The Tensor Slice supports four precisions natively: 8-bit fixed-point (int8), 16-bit fixed-point (int16), IEEE half-precision (fp16), and Brain Floating Point (bf16) [
15]. These are the most commonly used precisions in DL inference and training. In int8 mode, all multiplications happen in int8 but accumulations are done in 32-bit fixed-point (int32). In int16 mode, all multiplications happen in int16 but accumulations are done in 48-bit fixed-point (int48). In the fp16 and bf16 modes, all multiplications happen in fp16 and bf16, respectively, but accumulations are done in IEEE single precision (fp32).
There are two primary modes of operation of the Tensor Slice: Tensor mode and Individual PE mode. In the Tensor mode, the slice operates on matrix inputs, whereas in Individual PE mode, it operates on scalar inputs. There are five sub-modes of the Tensor mode: Matrix-Matrix Multiplication, Matrix-Vector Multiplication, Eltwise Addition, Eltwise Subtraction, and Eltwise Multiplication. There are two sub-modes of the Individual PE mode: Multiplier and MAC. All the modes and sub-modes supported by the Tensor Slice are shown in Figure
2. The mode of operation of the slice is dynamically selectable. That is, the mode bits can be changed during run-time without requiring reconfiguration of the FPGA.
3.2 Processing Element
For this section, we refer to each processing element (PE) in the Tensor Slice as a physical PE. We refer to the logic/circuitry required to process 1 matrix element as a logical or functional PE. There are 16 physical PEs in the slice. In 16-bit precision modes, the slice needs to process 16 matrix elements. So, there is a one-to-one correspondence between a physical PE in the slice and a logical PE required in 16-bit precision modes. For example, logical PE00 is physical PE00 of the slice, logical PE01 is physical PE01 of the slice, and so on upto PE33. However, in 8-bit precision mode, the slice processes 64 matrix elements, so it needs 64 logical PEs. Because of hardware sharing, each physical PE in the slice acts as 4 logical 8-bit PEs. So, physical PE00 in the slice maps to logical 8-bit PE00, PE01, PE02, PE03. Physical PE01 in the slice maps to logical 8-bit PE04, PE05, PE06, PE07. And so on. Figure
3 shows the diagram of one physical processing element (PE) configured for 8-bit precision operation (int8) as 4 logical PEs and for 16-bit precision operation (int16/fp16/bf16) as 1 logical PE.

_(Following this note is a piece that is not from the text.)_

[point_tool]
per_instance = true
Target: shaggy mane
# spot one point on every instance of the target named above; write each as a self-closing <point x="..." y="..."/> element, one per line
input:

Each PE consists of registers for shifting input data and a MAC. The MAC is shown in Figure
4. The figure also shows the multiplexing in the MAC required for the individual PE mode. Logically, the MAC consists of a multiplier and an adder. But to enable hardware sharing between the integer and floating point modes, the MAC contains multiple small-sized adders and multipliers which are combined to form larger adders and multipliers, along with multiplexing logic, floating-point logic (aligning, normalizing, executing, rounding, etc.) and pipelining registers. There are four 8-bit multipliers and 16 8-bit adders in the MAC block.
When operating in the int8 mode (Figure
5(a)), four int8 multiplications and four int32 additions are required. The four 8-bit multipliers are directly used and 4 int32 additions are performed by combining the 8-bit adders. When operating in the int16 mode (Figure
5(b)), one int16 multiplication and one int48 addition is required. The multiplication uses four 8-bit multipliers along with 10 8-bit adders to add the partial sums. The int48 addition is performed by combining 6 8-bit adders.
In floating point modes, the floating point logic reuses the 8-bit multipliers and 8-bit adders as required. In fp16 mode (Figure
5(c)), one fp16 multiplication and 1 fp32 addition are required. The fp16 multiplication logic needs to do an 11-bit multiplication (for mantissas), for which it uses the four 8-bit multipliers and 8 8-bit adders (to add partial sums). It also needs a 5-bit addition (for exponents), for which it uses one 8-bit adder. In bf16 mode (Figure
5(d)), one bf16 multiplication and one fp32 addition are required. The bf16 multiplication logic needs to do an 8-bit multiplication (for mantissas), for which it uses one 8-bit multiplier. It also needs a 8-bit addition (for exponents), for which it uses one 8-bit adder. For the fp32 addition (required by both fp16 and bf16 modes) uses the same hardware. In our implementation of the fp32 adder, it needed one 24-bit addition and 3 8-bit additions during its various stages. For this, it uses 6 8-bit adders. Some 8-bit adders stay unused in floating point modes.
3.3 Tensor Mode
The
I/O (Input/Output) pins on the Tensor Slice in Tensor mode are shown in Table
1. The Tensor Mode is configured by setting the
mode input to 0. When configured to use int8 precision (
dtype = 00), the Tensor Slice acts on 8
\(\times\) 8 matrix operands and generates an 8
\(\times\) 8 matrix result. In int16 (
dtype = 01), fp16 (
dtype = 10) and bf16 (
dtype = 11) precisions, the Tensor Slice acts on 4
\(\times\) 4 matrix operands and generates a 4
\(\times\) 4 matrix result. We observed that by doing this, we can utilize the I/O pins of the Tensor Slice fully in each mode. Also, there are ample opportunities to share hardware between 4
\(\times\) 4 fp16/bf16/int16 and 8
\(\times\) 8 int8 array of processing elements.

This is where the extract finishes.